You have this amazing guy that you deeply love to bits. You're always caring, always by his side trying to be the best friend you can be, and you've accepted him with all his flaws.
As the good and caring girlfriend you are, you wish the best for him, motivate him all the time, console him and are there for him even when the world seems to be against him. Yes, you may have options, but you chose to stick to him.
Then one day he decides to walk away from you. He didn't appreciate how much you loved him, the sacrifices you made for the relationship, or even the fact that you hung in there while others cared less. To him, you simply weren't good enough.
This definitely brought you to your knees. It tore the innermost core of your heart. You felt dejected, rejected, embarrassed and it possibly shattered your self-esteem. In fact, rather than blaming him, you started blaming yourself and being too hard on yourself. You questioned what you did or didn't do wrong.
To heal your shattered heart, you'll spend days and nights crying. Every day you'd look out of the window or wait to see him walk through the door. You are willing to welcome him with open arms yet you know he doesn't deserve you.
Many people would say you are crazy to want him back after he put you through all the pain, anxiety, and feeling of self-unworthiness.
Over time, however, you come to terms with reality. He isn't there anymore. And although you think about him less and less as the days go by, your heart may be ready to forgive him. You believe that when he comes back he'll be there to stay. He will have realized his mistakes and is back because he truly loves you.
Sadly, when that time comes, it probably will be too late.
While he destroyed your self-esteem, he did improve your self-worth. You gave him the power to soar high and loved him. This gave him a sense that all other women will do the same for him. He will meet many out there, and just like you, he'll start to forget about you over time.
However, he'll soon realize that you were special and that your love and care was real. The only way to heal the void in his heart is by being with you. He'll begin thinking about you while regretting why he let you go. And to make amends, he'll be back to continue where he left at.
However, it'll be too late.
While he was away, you developed a stronger sense of self-worth, became more self-aware and you also dealt with the heartbreak and pain. He became a distant memory and you got over him. You moved on and strongly believe that "Buried things are best left BURIED."
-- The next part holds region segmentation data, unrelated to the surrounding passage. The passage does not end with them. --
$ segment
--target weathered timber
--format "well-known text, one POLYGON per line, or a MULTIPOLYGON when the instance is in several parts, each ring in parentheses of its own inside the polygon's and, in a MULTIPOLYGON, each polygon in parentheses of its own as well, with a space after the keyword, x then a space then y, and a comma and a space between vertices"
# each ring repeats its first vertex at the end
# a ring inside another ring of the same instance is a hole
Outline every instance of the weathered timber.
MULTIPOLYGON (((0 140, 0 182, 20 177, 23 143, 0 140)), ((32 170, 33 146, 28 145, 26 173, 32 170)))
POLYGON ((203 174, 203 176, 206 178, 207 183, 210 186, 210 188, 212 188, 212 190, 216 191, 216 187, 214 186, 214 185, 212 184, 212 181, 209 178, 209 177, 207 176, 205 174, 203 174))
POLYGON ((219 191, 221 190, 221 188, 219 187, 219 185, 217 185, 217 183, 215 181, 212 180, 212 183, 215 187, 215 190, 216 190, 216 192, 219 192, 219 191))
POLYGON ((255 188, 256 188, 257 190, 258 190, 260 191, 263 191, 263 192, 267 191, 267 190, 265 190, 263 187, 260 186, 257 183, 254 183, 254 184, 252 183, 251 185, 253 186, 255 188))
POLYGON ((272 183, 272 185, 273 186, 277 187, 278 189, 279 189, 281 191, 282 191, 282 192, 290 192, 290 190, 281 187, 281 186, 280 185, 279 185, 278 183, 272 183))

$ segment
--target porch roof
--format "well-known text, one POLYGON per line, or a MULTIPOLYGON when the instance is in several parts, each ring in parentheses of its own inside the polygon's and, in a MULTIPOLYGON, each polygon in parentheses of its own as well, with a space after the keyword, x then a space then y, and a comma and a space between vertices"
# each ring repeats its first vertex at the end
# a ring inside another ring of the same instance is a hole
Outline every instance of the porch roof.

Be watchful nonetheless —Even though you'll have told him that you moved on, he won't simply give up on you. In fact, he'll work twice as hard to convince you that he has changed. He will blame his immaturity, confusion, worries on "YOU", and other things for doing what he did. But this time around, he will assure you that he'll never hurt you again.
Believing what he tells you is the biggest mistake you'll ever make. The truth is that he hasn't really changed but wants what he believes he has lost. It doesn't mean he'll love you if he didn't love you earlier. It doesn't mean that he'll be more supportive.
Yes, you do deserve a second chance. But not with him. You'll never be able to get back what you lost. And it'll be foolish to try and convince yourself otherwise.
When your man returns (believe me, he will), don't even think about giving him a second chance. Let him be but a memory and don't even look back.